Autrefois considéré comme le groupe d’opposition le plus fort et le mieux organisé du pays, les Frères musulmans sont aujourd’hui divisés. Pourquoi ?
Les leaders des Frères musulmans jordaniens mènent le cortège lors d’une manifestation du mouvement à Amman en novembre dernier (AFP)

AMMAN – Soixante-dix ans après leur fondation, les Frères musulmans de Jordanie se retrouvent à la croisée des chemins en raison d’un désaccord sans précédent qui a scindé le groupe en deux.

Autrefois considéré comme le groupe d’opposition le plus fort et le mieux organisé du pays, les Frères sont désormais divisés en deux : une « société caritative » récemment enregistrée auprès des autorités jordaniennes et l’organisation originelle qui a été déclarée illégale par ces dernières.

En 1946, un arrêt gouvernemental autorisa l’existence des Frères musulmans de Jordanie en tant que branche locale des Frères musulmans d’Égypte. Or récemment, le gouvernement jordanien s’est mis à envoyer des messages au groupe en vue de « corriger » leur « statut légal ».

En mars, Abdul Majid Thunaibat, l’un des dirigeants des Frères musulmans, a enregistré un nouveau groupe, dénommé la « société » des Frères musulmans, en tant qu’organisation caritative « nationale » qui se « consacre aux affaires nationales ».

Le gouvernement jordanien a approuvé la demande immédiatement et a déclaré que la nouvelle organisation représentait le groupe « officiel » des Frères musulmans.

Abdul Majid Thunaibat, devenu responsable de la nouvelle organisation, a déclaré que ce réenregistrement permettra d’empêcher que l’organisation ne soit interdite par les autorités.
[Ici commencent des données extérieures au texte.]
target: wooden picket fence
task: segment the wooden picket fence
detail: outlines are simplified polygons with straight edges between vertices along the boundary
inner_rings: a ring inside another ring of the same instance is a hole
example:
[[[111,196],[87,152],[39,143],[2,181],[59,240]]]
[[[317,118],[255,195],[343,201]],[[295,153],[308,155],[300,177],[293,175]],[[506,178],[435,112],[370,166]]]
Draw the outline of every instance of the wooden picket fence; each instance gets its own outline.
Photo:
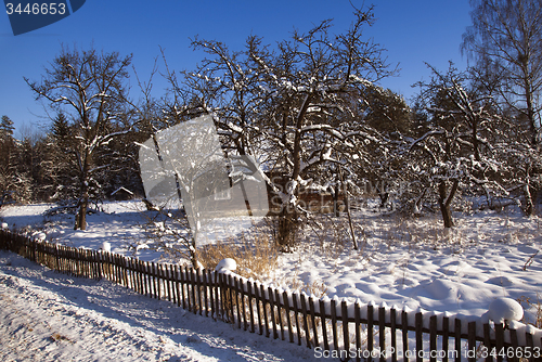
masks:
[[[0,231],[0,249],[62,273],[105,279],[194,313],[314,349],[344,361],[542,361],[542,331],[519,322],[318,299],[266,286],[230,271],[36,242]]]

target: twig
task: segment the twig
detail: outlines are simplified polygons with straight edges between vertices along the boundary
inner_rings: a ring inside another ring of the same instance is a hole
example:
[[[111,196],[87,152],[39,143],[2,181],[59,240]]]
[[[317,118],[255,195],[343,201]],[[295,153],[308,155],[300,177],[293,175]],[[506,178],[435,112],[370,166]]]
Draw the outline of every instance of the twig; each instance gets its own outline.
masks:
[[[537,253],[534,253],[533,255],[530,256],[529,259],[527,259],[525,266],[524,266],[524,271],[527,270],[528,267],[530,267],[532,264],[532,262],[534,261],[534,257],[540,253],[540,250],[537,250]]]

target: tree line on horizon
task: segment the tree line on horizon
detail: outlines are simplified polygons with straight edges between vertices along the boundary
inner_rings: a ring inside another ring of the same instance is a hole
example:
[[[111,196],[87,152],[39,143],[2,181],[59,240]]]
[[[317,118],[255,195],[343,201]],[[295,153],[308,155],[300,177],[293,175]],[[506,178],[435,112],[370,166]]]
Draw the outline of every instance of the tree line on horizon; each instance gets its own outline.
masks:
[[[212,114],[225,154],[264,165],[283,203],[281,245],[292,245],[310,217],[301,191],[356,197],[367,180],[382,185],[383,206],[439,210],[446,228],[460,194],[486,196],[488,207],[520,203],[532,215],[542,184],[542,0],[473,0],[472,8],[461,44],[472,65],[428,65],[433,77],[417,85],[412,104],[378,86],[396,68],[363,36],[375,21],[371,7],[354,9],[338,35],[324,21],[275,46],[250,36],[233,50],[196,37],[192,48],[205,53],[196,69],[176,72],[162,53],[169,87],[159,99],[156,68],[138,79],[132,100],[131,55],[63,47],[41,81],[25,78],[50,105],[51,128],[15,140],[2,117],[2,201],[73,201],[83,229],[89,203],[120,186],[143,196],[139,143]]]

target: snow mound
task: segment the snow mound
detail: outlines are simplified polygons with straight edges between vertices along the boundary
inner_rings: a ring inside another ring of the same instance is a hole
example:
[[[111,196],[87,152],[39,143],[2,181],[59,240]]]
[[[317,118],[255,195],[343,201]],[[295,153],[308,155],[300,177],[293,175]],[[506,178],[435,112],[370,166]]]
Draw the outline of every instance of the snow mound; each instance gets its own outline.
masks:
[[[234,271],[235,269],[237,269],[237,262],[231,258],[225,258],[225,259],[220,260],[217,268],[215,268],[215,270],[217,270],[217,271],[221,271],[221,270]]]
[[[524,308],[512,298],[499,298],[489,305],[489,319],[496,323],[519,321],[524,318]]]

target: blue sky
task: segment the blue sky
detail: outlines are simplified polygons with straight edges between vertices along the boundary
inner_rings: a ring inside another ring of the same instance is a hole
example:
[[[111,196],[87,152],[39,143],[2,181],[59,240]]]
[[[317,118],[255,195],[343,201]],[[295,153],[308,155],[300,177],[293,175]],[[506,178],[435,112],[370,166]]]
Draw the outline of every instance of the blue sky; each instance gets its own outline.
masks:
[[[352,0],[359,5],[362,2]],[[369,4],[370,2],[366,1]],[[424,62],[439,69],[453,61],[464,68],[462,34],[470,24],[468,0],[375,0],[377,21],[366,28],[366,37],[387,49],[389,63],[397,64],[399,77],[380,85],[409,100],[410,86],[428,80]],[[0,116],[8,115],[21,130],[23,125],[47,125],[43,105],[23,77],[39,80],[44,66],[59,54],[61,44],[94,48],[121,55],[133,53],[133,65],[146,78],[154,59],[164,48],[170,68],[193,69],[203,59],[190,49],[190,38],[219,40],[232,50],[242,49],[250,34],[275,43],[297,28],[308,30],[322,20],[334,18],[334,33],[343,33],[353,20],[348,0],[87,0],[73,15],[20,36],[13,36],[5,13],[0,14]],[[162,63],[159,70],[164,70]],[[136,78],[130,80],[138,95]],[[154,96],[163,93],[156,78]],[[17,135],[17,132],[15,133]]]

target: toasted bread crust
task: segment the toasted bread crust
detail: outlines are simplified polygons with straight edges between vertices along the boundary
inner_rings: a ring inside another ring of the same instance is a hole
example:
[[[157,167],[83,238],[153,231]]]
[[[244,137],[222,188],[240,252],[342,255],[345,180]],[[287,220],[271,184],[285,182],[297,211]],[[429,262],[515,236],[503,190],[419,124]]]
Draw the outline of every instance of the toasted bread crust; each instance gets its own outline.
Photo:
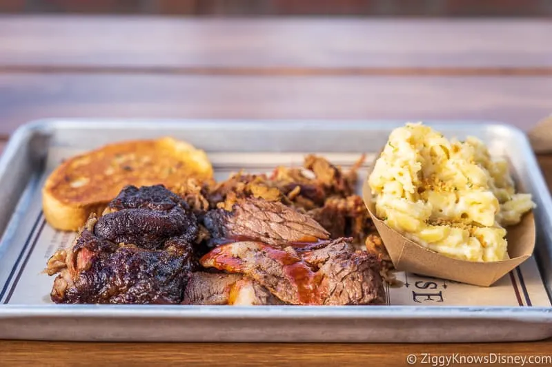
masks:
[[[164,185],[213,178],[204,151],[170,138],[106,145],[59,165],[42,189],[44,216],[54,228],[76,231],[91,213],[98,215],[128,185]]]

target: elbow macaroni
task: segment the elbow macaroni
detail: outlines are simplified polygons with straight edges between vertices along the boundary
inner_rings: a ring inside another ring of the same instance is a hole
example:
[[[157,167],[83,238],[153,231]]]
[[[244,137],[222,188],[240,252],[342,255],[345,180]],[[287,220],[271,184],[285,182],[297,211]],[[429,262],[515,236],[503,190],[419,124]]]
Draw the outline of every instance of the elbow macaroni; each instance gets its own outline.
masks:
[[[515,193],[504,159],[475,138],[448,140],[422,124],[395,129],[368,178],[376,216],[421,245],[469,261],[508,258],[504,227],[535,207]]]

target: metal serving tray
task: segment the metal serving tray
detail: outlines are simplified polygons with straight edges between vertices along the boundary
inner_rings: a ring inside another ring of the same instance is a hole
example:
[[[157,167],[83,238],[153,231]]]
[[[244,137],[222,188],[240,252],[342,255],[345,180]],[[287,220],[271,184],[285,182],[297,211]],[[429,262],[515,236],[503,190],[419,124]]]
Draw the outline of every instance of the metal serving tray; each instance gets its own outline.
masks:
[[[442,343],[535,340],[552,336],[552,201],[524,134],[513,127],[484,123],[427,123],[448,136],[471,135],[482,139],[493,154],[508,157],[518,186],[533,193],[538,205],[535,257],[540,270],[535,271],[542,276],[540,286],[546,289],[543,294],[547,293],[544,306],[531,306],[524,285],[526,302],[522,302],[523,297],[517,293],[519,305],[509,306],[239,307],[56,305],[46,301],[32,304],[10,301],[11,295],[6,294],[12,291],[10,287],[21,275],[21,269],[30,266],[27,260],[32,247],[28,250],[28,245],[38,220],[33,222],[26,214],[33,206],[39,205],[41,180],[52,147],[88,149],[115,140],[172,136],[213,156],[225,152],[249,156],[261,152],[373,154],[384,144],[389,132],[403,124],[368,120],[50,119],[19,129],[0,160],[0,338]],[[27,271],[36,272],[37,279],[41,280],[39,277],[46,277],[40,274],[41,270],[37,267]],[[513,280],[514,275],[510,275]],[[521,277],[521,273],[515,276]],[[52,280],[50,278],[49,284]],[[44,293],[37,282],[26,286],[30,294]],[[482,289],[478,291],[484,294],[482,292],[489,289]]]

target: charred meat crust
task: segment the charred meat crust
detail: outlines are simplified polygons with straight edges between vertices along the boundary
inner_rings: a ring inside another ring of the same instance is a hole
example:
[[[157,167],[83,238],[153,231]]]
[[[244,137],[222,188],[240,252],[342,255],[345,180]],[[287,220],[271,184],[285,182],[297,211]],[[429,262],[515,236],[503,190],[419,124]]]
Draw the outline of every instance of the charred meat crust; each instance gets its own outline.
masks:
[[[195,216],[179,196],[162,185],[126,187],[108,207],[94,233],[116,243],[157,249],[178,236],[193,242],[199,231]]]
[[[110,208],[99,220],[91,216],[71,248],[48,261],[48,273],[59,273],[52,301],[180,303],[199,266],[193,214],[162,186],[128,187]]]
[[[237,240],[257,240],[274,246],[327,240],[329,233],[316,221],[279,202],[241,199],[232,211],[215,209],[204,220],[210,246]]]

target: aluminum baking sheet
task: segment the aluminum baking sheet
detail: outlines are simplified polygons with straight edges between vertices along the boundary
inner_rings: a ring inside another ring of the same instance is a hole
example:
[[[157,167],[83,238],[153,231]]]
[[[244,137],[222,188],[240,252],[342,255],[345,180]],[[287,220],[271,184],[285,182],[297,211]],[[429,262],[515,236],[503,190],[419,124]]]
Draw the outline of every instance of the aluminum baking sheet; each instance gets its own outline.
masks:
[[[64,158],[106,143],[171,136],[205,149],[217,179],[241,168],[300,165],[307,153],[345,167],[374,152],[402,123],[48,120],[22,127],[0,162],[0,338],[50,340],[444,342],[552,336],[551,198],[524,135],[503,125],[435,125],[448,136],[477,136],[506,156],[538,204],[535,256],[490,288],[397,274],[388,306],[56,305],[41,273],[73,233],[46,223],[40,188]],[[434,124],[431,124],[434,125]],[[68,323],[67,322],[69,321]],[[77,324],[72,324],[73,322]],[[68,327],[78,325],[78,327]]]

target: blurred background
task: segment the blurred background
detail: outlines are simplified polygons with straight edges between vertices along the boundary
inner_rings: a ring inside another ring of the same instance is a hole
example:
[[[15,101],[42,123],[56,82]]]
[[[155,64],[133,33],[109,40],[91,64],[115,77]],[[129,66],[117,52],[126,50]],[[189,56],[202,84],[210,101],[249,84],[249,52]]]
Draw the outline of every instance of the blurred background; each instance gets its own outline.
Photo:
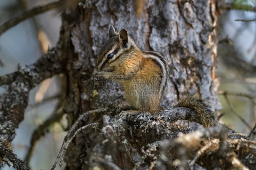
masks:
[[[24,11],[51,1],[1,1],[0,25]],[[247,1],[252,2],[251,5],[255,6],[255,1]],[[221,120],[246,134],[256,122],[256,21],[235,20],[255,18],[255,12],[223,11],[218,25],[217,77],[220,79],[219,97],[223,107],[220,111],[223,114]],[[0,76],[15,71],[18,64],[22,66],[35,62],[49,48],[55,46],[61,24],[57,9],[26,20],[1,35]],[[61,90],[62,79],[58,75],[46,79],[30,92],[25,120],[12,143],[14,153],[22,159],[30,147],[32,133],[56,111],[60,96],[65,93]],[[4,91],[0,87],[0,93]],[[62,128],[64,124],[55,123],[45,131],[30,161],[31,169],[51,168],[66,134]],[[4,169],[12,169],[6,166]]]

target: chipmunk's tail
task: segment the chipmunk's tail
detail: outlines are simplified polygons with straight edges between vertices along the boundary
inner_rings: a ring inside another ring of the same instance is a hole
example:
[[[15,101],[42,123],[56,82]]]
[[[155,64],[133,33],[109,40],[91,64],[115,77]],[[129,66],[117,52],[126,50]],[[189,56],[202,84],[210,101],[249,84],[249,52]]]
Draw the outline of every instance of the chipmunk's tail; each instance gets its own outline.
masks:
[[[216,113],[211,110],[211,107],[198,96],[188,95],[180,99],[173,107],[187,107],[194,109],[197,113],[201,124],[205,127],[217,124],[218,118]]]

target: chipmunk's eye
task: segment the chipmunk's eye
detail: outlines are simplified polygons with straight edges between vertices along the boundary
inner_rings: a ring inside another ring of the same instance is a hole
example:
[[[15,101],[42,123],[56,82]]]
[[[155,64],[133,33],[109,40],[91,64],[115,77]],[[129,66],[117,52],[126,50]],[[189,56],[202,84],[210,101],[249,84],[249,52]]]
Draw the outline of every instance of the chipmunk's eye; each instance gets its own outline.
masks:
[[[112,58],[114,56],[114,54],[113,53],[110,53],[108,55],[108,58]]]

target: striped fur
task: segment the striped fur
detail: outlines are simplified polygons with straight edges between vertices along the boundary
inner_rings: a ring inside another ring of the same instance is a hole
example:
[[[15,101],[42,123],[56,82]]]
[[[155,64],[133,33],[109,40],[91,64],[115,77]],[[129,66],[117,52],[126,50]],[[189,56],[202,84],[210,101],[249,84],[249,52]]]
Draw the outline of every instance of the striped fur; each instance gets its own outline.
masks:
[[[130,92],[124,93],[126,101],[136,110],[153,114],[161,109],[169,75],[166,61],[156,52],[139,48],[125,30],[117,33],[111,26],[109,33],[99,54],[99,73],[122,82]],[[111,53],[114,56],[108,58]]]

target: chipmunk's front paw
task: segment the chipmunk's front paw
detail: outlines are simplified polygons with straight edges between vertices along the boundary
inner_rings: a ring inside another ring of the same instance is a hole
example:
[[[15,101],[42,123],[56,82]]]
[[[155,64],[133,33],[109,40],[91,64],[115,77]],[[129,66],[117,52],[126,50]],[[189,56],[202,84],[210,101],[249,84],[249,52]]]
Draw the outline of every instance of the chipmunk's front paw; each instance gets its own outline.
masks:
[[[139,111],[137,110],[126,110],[125,111],[122,111],[121,113],[119,114],[119,116],[123,119],[124,120],[125,120],[128,116],[130,115],[136,115],[140,113]]]

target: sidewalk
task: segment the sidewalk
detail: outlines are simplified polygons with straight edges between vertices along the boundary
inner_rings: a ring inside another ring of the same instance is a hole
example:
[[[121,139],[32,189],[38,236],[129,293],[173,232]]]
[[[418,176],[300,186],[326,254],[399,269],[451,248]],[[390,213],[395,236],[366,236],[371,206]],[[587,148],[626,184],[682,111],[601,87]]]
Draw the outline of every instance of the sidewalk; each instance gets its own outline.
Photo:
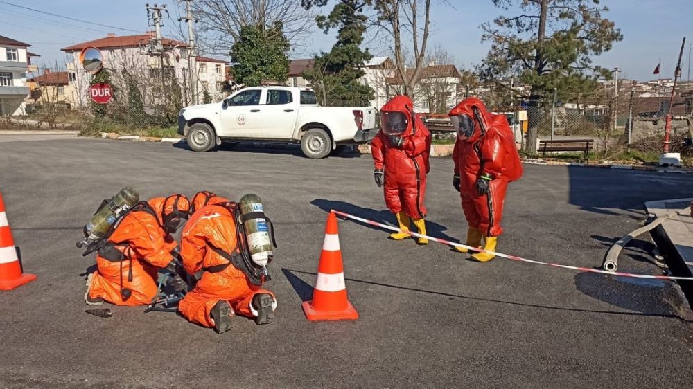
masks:
[[[676,213],[652,230],[652,238],[674,275],[693,276],[693,199],[676,199],[645,203],[647,212],[653,217]],[[681,290],[693,308],[693,282],[681,281]]]

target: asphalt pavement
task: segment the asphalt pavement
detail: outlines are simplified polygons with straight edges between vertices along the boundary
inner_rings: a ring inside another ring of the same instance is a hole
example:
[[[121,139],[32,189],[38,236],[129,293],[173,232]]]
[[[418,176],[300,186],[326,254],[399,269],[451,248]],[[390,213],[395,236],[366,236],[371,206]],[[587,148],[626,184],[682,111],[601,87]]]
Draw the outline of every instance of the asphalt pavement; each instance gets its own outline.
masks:
[[[432,160],[433,236],[463,237],[453,163]],[[675,284],[526,264],[487,264],[437,244],[393,242],[340,221],[356,321],[311,323],[309,299],[327,211],[394,223],[370,156],[312,160],[297,148],[195,153],[165,143],[68,139],[0,143],[0,191],[25,270],[37,280],[0,292],[2,388],[684,388],[693,325]],[[103,199],[200,190],[258,194],[279,248],[266,286],[274,323],[236,318],[218,335],[175,314],[110,307],[84,313],[94,257],[75,242]],[[598,266],[608,244],[644,219],[644,201],[690,196],[693,177],[525,165],[505,202],[498,251]],[[661,271],[650,241],[619,270]],[[683,308],[682,308],[683,307]]]

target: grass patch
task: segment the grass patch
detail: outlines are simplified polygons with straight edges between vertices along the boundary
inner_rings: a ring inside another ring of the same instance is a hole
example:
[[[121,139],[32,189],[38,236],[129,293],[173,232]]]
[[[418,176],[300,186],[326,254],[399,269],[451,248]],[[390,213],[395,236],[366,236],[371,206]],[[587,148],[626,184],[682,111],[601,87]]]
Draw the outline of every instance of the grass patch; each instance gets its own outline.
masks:
[[[95,122],[80,133],[81,136],[99,136],[102,132],[114,132],[121,135],[139,135],[155,138],[182,138],[177,132],[178,127],[169,126],[132,127],[112,122]]]

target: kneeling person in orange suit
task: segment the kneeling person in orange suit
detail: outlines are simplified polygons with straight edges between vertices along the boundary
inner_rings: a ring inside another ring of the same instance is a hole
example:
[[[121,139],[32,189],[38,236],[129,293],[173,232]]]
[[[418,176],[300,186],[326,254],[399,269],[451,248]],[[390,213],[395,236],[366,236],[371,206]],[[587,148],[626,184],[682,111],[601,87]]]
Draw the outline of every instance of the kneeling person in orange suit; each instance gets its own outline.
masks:
[[[209,204],[198,209],[183,230],[183,267],[188,274],[203,273],[178,310],[190,321],[220,334],[231,329],[234,314],[254,318],[257,324],[274,318],[277,299],[262,288],[268,280],[266,267],[252,258],[243,224],[236,221],[259,219],[267,232],[262,205],[256,206],[255,212],[242,215],[235,203]]]
[[[123,216],[112,233],[105,237],[96,256],[96,271],[89,275],[85,301],[100,305],[104,300],[116,305],[146,305],[157,296],[158,271],[175,273],[178,244],[170,234],[187,219],[185,196],[155,197],[135,204]],[[169,286],[185,289],[179,275]]]

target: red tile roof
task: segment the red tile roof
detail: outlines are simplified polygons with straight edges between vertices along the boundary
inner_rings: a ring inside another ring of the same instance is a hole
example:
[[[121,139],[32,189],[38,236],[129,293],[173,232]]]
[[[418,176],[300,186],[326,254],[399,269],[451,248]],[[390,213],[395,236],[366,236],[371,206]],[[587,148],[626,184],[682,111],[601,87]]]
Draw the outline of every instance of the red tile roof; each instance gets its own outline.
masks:
[[[289,77],[300,77],[304,71],[312,69],[314,60],[292,60],[289,62]]]
[[[39,85],[67,85],[69,76],[67,71],[56,71],[44,73],[28,80],[37,82]]]
[[[198,55],[195,57],[195,60],[198,62],[218,62],[220,64],[228,64],[228,61],[225,61],[224,60],[217,60],[216,58],[210,58],[209,57],[200,57]]]
[[[141,47],[149,44],[152,39],[152,33],[142,34],[141,35],[112,35],[105,38],[100,38],[93,41],[85,42],[73,46],[61,48],[62,51],[81,51],[85,47],[96,47],[96,48],[114,48],[119,47]],[[164,47],[173,47],[179,46],[187,47],[187,45],[177,40],[163,38],[161,43]]]
[[[24,46],[24,47],[31,46],[30,44],[21,42],[19,41],[15,41],[13,39],[8,38],[7,37],[3,37],[2,35],[0,35],[0,44],[8,44],[10,46]]]

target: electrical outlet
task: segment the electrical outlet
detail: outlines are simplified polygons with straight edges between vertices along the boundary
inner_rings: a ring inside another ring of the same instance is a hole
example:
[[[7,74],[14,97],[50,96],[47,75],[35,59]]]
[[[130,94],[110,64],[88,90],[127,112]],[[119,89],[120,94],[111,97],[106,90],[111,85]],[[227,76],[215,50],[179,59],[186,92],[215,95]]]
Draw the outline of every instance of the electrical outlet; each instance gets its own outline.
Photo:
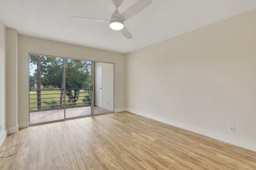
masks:
[[[235,126],[234,125],[230,125],[229,131],[232,132],[235,132]]]

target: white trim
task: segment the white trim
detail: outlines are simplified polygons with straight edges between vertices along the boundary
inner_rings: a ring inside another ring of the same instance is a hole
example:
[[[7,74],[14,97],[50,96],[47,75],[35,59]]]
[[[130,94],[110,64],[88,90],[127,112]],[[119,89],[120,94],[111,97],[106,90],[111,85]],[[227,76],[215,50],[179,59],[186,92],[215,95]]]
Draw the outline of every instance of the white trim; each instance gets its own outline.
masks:
[[[11,133],[16,133],[18,132],[18,127],[17,125],[16,126],[14,126],[14,127],[11,127],[8,128],[8,134],[10,134]]]
[[[4,141],[4,139],[6,138],[7,136],[7,130],[6,130],[4,131],[1,135],[0,135],[0,146],[2,145],[2,144],[3,144]]]
[[[25,122],[20,122],[19,123],[19,129],[23,127],[27,127],[29,126],[29,121]]]
[[[126,109],[124,107],[116,108],[115,109],[115,112],[119,112],[119,111],[125,111]]]
[[[134,114],[159,121],[204,136],[211,137],[254,151],[256,151],[256,143],[252,141],[249,141],[242,138],[229,136],[226,134],[202,128],[202,127],[196,126],[172,121],[171,120],[162,117],[158,117],[156,115],[149,115],[143,112],[136,111],[133,109],[127,108],[126,110],[128,111],[135,113]]]

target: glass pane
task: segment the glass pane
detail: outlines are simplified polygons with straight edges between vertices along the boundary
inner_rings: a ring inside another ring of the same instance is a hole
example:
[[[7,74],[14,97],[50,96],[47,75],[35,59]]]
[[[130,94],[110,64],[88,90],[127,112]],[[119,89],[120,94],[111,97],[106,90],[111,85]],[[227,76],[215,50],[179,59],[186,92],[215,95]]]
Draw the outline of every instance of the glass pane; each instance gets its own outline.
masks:
[[[30,55],[30,123],[64,119],[63,59]]]
[[[91,114],[91,62],[66,59],[66,117]]]

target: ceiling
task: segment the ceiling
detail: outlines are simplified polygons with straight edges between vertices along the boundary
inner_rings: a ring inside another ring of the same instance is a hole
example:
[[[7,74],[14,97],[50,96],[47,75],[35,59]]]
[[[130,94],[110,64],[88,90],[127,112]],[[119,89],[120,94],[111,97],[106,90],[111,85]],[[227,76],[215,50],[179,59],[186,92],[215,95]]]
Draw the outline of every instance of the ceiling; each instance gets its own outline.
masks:
[[[122,14],[138,0],[123,0]],[[123,53],[155,44],[256,9],[255,0],[152,0],[124,22],[126,39],[108,23],[111,0],[0,0],[0,20],[18,33]]]

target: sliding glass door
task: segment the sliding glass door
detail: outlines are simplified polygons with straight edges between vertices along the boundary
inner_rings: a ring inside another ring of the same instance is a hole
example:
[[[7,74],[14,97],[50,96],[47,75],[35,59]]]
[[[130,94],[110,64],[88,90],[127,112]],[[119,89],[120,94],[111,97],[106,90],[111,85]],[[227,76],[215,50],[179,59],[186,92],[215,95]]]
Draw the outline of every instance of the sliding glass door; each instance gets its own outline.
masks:
[[[114,64],[29,58],[30,125],[114,111]]]
[[[66,118],[91,114],[92,62],[65,60]]]
[[[64,119],[64,59],[30,55],[30,122]]]

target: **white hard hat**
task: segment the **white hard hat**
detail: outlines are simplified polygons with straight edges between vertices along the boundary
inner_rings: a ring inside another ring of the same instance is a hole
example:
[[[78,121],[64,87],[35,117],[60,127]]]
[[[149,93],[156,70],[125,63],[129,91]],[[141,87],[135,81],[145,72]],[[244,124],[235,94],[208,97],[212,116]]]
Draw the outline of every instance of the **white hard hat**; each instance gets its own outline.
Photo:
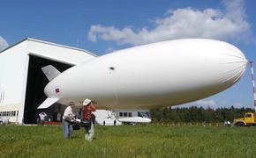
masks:
[[[91,102],[92,102],[92,100],[87,98],[86,100],[84,100],[83,105],[86,106],[86,105],[89,104]]]

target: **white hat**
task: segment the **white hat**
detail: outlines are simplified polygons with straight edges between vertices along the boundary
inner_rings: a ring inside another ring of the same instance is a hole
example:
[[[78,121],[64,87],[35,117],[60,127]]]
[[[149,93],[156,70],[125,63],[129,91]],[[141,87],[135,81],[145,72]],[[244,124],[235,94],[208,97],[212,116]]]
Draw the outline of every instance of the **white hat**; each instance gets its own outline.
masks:
[[[86,105],[89,104],[92,101],[90,99],[87,98],[86,100],[84,100],[83,105],[86,106]]]

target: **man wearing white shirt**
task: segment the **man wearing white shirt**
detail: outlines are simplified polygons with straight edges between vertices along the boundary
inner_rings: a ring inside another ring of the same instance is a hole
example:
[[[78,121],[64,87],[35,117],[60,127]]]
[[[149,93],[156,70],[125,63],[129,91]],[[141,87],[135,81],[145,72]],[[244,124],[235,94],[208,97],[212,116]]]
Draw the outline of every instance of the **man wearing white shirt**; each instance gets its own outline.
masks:
[[[63,116],[63,129],[64,139],[71,138],[72,128],[72,122],[75,120],[75,115],[72,111],[75,104],[73,102],[70,103],[70,105],[65,109]]]

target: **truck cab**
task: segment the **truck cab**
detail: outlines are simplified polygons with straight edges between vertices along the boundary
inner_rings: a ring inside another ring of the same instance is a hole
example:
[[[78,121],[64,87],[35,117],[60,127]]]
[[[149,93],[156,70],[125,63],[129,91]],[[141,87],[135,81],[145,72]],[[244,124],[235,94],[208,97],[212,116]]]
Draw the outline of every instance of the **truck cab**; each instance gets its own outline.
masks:
[[[255,114],[253,112],[246,112],[244,118],[235,118],[234,126],[256,126]]]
« Le précédent enregistrement stipulait que nous étions une branche des Frères musulmans égyptiens. Maintenant que l’organisation-mère a été interdite, la branche le sera aussi un jour ou l’autre », a-t-il dit à MEE, ajoutant que sa nouvelle organisation compte seulement quarante-quatre membres à l’heure actuelle.

Les dirigeants de l’organisation d’origine, cependant, ont accusé le gouvernement de comploter afin de semer la discorde et ainsi affaiblir les Frères musulmans.

« Notre problème n’est pas légal mais politique », a indiqué à MEE Badi Rafyah, le porte-parole du groupe originel.

Selon lui, les Frères musulmans sont dans le collimateur des autorités en raison de la pression exercée par les pays voisins.

« Les mouvements islamiques sont pris pour cible à travers le monde, et tout particulièrement dans la région », a-t-il affirmé.

En 2013, un tribunal égyptien a banni les Frères musulmans dans le pays et a dissous, en août dernier, la branche politique du groupe. En novembre, les Émirats arabe unis (EAU), mécènes essentiels de la Jordanie, ont désigné le groupe comme étant une organisation terroriste.

En novembre dernier, Zaki Bani Irshid, un ancien vice-directeur des  Frères musulmans de Jordanie, a critiqué la décision des EAU sur les réseaux sociaux. Un tribunal jordanien chargé de la sécurité de l’État l’a ensuite condamné à dix-huit mois de prison pour avoir nui aux relations avec un État voisin – une violation de la loi anti-terroriste du pays, récemment amendée.

C’était la première fois depuis des décennies qu’une figure de premier plan de l’opposition était arrêtée.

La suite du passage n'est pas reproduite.